Re: [systemd-devel] systemd-nspawn with filesystem id mapping

2021-06-08 Thread Lennart Poettering
On Fr, 04.06.21 14:53, systemd-de...@notandy.de (systemd-de...@notandy.de) 
wrote:

> Hi again,
>
> after some more debugging this EOVERFLOW seems to be the result of a call to 
> may_o_create in fs/namei.c in the kernel.
> There is a check:
>
> if (!fsuidgid_has_mapping(dir->dentry->d_sb, mnt_userns))
>   return -EOVERFLOW;
>
> This seems to be the one returning EOVERFLOW to nspawn and resulting in the 
> container spawn to fail.
> My guess would be that this is a systemd bug when combining filesystem id 
> mapping with --bind.
> Before I start spending more time debugging this, has anyone so far used 
> --bind with --private-users=pick and --private-users-ownership=map 
> successfull?
>
> As far as I understand the pull request #19438 , didn't add any handling to 
> the mount_bind function. Was this maybe overlooked?
> In my understanding there is a remount_idmap missing in that function well as 
> the touch needs to be done in the correct user namespace or with mapped 
> uid/gids.
>
> I'm new to the systemd source code, could somebody confirm that I'm on the 
> right track there and not heading in the wrong direction?
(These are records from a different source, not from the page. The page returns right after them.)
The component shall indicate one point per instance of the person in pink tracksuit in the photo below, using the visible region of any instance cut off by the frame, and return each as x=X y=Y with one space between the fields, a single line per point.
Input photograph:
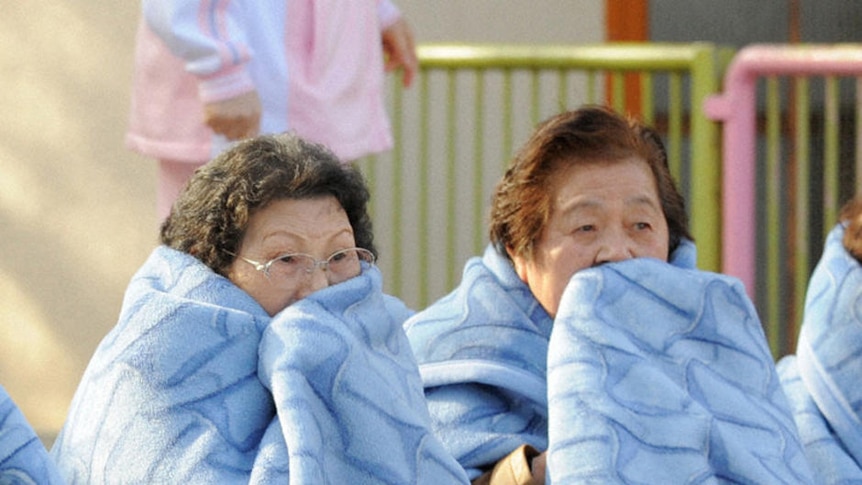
x=208 y=72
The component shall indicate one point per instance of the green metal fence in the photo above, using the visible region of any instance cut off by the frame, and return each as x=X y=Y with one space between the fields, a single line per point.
x=471 y=108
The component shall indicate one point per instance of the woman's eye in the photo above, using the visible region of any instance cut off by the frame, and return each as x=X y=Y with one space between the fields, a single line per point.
x=288 y=259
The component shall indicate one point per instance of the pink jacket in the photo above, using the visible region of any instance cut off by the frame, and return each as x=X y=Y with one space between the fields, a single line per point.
x=317 y=66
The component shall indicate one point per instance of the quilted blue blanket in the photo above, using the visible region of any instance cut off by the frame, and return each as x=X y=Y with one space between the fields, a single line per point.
x=658 y=374
x=196 y=384
x=822 y=380
x=651 y=373
x=23 y=458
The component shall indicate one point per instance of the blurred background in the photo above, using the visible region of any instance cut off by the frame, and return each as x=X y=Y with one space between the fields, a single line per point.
x=77 y=209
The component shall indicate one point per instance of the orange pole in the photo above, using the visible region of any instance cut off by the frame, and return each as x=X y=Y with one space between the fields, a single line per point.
x=627 y=21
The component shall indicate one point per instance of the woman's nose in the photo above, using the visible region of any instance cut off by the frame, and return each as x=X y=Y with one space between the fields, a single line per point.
x=318 y=279
x=615 y=246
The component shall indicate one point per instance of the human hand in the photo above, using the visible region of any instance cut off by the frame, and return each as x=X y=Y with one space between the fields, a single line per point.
x=537 y=467
x=400 y=50
x=235 y=118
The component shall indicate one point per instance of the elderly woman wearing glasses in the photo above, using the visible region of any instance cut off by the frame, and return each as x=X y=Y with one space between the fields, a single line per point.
x=585 y=332
x=255 y=344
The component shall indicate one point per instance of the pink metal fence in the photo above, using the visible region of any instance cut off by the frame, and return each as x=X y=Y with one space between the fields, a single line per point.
x=737 y=108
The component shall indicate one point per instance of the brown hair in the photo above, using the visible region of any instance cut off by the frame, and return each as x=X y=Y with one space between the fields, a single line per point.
x=851 y=215
x=211 y=215
x=521 y=204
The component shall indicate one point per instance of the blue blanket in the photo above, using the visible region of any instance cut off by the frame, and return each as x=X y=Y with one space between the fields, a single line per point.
x=658 y=374
x=196 y=384
x=822 y=380
x=482 y=351
x=23 y=458
x=499 y=373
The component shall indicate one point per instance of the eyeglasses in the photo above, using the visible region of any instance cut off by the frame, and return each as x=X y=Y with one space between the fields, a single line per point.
x=341 y=265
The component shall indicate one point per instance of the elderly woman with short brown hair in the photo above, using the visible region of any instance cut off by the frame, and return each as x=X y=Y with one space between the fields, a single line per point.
x=256 y=345
x=570 y=346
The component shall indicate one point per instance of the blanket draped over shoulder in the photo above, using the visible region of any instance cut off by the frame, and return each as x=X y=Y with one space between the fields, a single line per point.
x=197 y=384
x=663 y=374
x=23 y=458
x=824 y=379
x=681 y=347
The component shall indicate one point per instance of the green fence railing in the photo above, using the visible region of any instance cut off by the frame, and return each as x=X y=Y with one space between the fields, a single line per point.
x=473 y=105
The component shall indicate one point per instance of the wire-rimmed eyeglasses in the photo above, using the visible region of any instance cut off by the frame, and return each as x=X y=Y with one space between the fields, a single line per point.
x=340 y=265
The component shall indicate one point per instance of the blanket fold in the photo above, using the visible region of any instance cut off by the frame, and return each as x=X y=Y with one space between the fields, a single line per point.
x=662 y=373
x=822 y=379
x=23 y=458
x=197 y=384
x=650 y=373
x=481 y=352
x=349 y=398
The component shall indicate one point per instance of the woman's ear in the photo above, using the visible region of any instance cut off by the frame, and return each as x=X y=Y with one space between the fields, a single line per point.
x=520 y=264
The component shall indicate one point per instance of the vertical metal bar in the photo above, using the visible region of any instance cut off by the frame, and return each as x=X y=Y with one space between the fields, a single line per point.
x=674 y=128
x=647 y=100
x=803 y=176
x=508 y=123
x=704 y=163
x=424 y=183
x=830 y=155
x=562 y=90
x=619 y=91
x=535 y=98
x=451 y=183
x=397 y=192
x=773 y=214
x=478 y=163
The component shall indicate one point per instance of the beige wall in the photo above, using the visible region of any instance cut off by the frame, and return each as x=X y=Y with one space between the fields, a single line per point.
x=76 y=208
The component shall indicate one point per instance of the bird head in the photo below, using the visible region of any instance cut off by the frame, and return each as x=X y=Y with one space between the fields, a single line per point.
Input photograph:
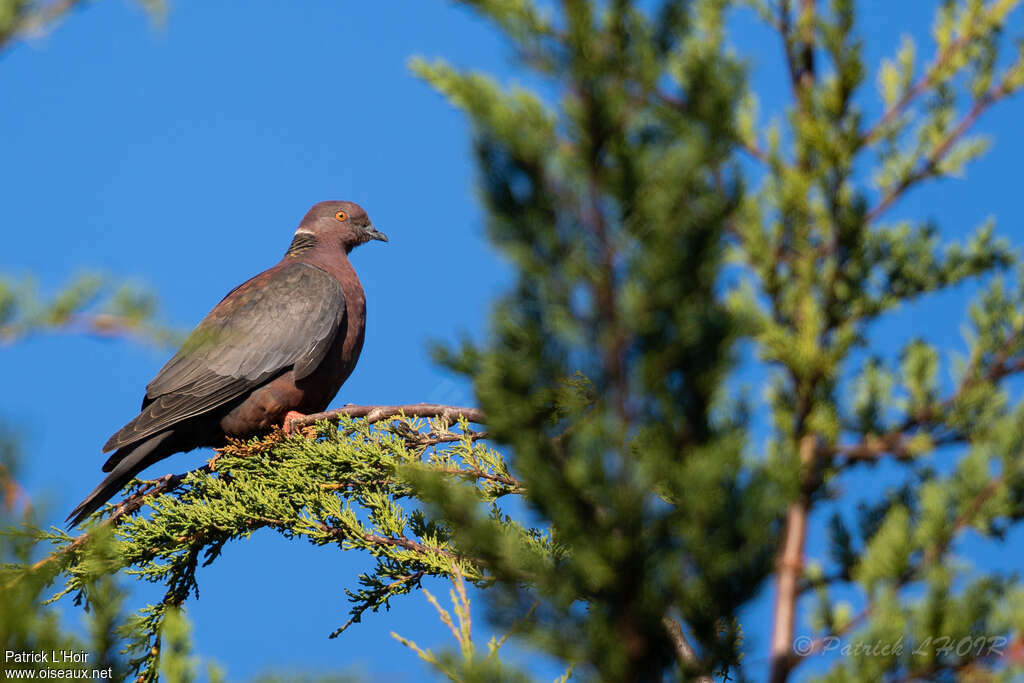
x=343 y=223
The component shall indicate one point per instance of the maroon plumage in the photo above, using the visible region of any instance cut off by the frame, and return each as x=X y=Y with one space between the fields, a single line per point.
x=285 y=340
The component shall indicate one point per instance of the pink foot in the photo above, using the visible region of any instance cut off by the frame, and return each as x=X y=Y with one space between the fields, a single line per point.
x=287 y=423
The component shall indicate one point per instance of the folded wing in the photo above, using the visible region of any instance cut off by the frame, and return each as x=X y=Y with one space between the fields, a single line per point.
x=283 y=318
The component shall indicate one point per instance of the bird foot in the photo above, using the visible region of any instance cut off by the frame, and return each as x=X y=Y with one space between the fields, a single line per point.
x=289 y=418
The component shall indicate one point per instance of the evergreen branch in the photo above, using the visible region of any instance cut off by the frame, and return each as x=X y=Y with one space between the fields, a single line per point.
x=684 y=651
x=923 y=84
x=36 y=19
x=373 y=414
x=931 y=163
x=895 y=441
x=788 y=570
x=381 y=596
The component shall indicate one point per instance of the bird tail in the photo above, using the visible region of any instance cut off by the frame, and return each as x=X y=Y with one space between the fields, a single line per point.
x=131 y=460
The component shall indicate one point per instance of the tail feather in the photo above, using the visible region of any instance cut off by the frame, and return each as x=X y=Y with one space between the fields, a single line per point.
x=134 y=459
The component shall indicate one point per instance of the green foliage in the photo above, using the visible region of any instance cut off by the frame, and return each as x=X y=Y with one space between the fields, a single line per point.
x=90 y=304
x=644 y=517
x=348 y=488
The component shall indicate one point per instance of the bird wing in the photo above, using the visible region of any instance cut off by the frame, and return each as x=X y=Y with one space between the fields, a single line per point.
x=286 y=317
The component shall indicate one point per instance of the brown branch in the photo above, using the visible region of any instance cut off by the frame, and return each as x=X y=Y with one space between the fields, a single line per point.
x=935 y=158
x=37 y=19
x=684 y=652
x=893 y=441
x=925 y=82
x=790 y=568
x=374 y=414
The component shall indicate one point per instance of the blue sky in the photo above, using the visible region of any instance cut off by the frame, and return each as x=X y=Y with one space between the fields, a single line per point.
x=182 y=156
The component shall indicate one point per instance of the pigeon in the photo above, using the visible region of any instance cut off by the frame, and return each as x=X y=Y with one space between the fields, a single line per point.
x=278 y=346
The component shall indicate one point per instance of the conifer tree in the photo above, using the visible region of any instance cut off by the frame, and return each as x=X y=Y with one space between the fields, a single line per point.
x=653 y=224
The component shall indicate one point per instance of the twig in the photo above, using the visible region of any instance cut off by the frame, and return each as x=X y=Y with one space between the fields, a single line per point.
x=684 y=652
x=993 y=95
x=36 y=20
x=374 y=414
x=918 y=88
x=791 y=565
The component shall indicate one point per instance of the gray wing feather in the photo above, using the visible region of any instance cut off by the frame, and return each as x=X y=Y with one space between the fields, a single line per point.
x=285 y=317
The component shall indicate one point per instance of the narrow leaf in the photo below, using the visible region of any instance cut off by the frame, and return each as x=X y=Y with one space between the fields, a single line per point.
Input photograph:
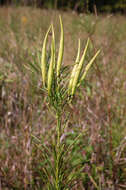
x=43 y=58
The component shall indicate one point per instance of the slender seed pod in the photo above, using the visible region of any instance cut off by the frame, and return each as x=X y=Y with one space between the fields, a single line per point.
x=74 y=69
x=61 y=48
x=53 y=38
x=43 y=58
x=89 y=65
x=51 y=66
x=78 y=70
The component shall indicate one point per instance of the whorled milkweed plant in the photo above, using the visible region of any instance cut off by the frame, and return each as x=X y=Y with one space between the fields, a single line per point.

Let's follow up on the PR, it's the better place to development
discussions on specific bugs or problems. I replied on it the other
day.


Lennart

--
Lennart Poettering, Berlin
___
systemd-devel mailing list
systemd-devel@lists.freedesktop.org
https://lists.freedesktop.org/mailman/listinfo/systemd-devel


Re: [systemd-devel] systemd-nspawn with filesystem id mapping

2021-06-04 Thread systemd-devel
Hi again,

after some more debugging this EOVERFLOW seems to be the result of a call to 
may_o_create in fs/namei.c in the kernel.
There is a check:

if (!fsuidgid_has_mapping(dir->dentry->d_sb, mnt_userns))
return -EOVERFLOW;

This seems to be the one returning EOVERFLOW to nspawn and resulting in the 
container spawn to fail.
My guess would be that this is a systemd bug when combining filesystem id 
mapping with --bind.
Before I start spending more time debugging this, has anyone so far used --bind 
with --private-users=pick and --private-users-ownership=map successfull?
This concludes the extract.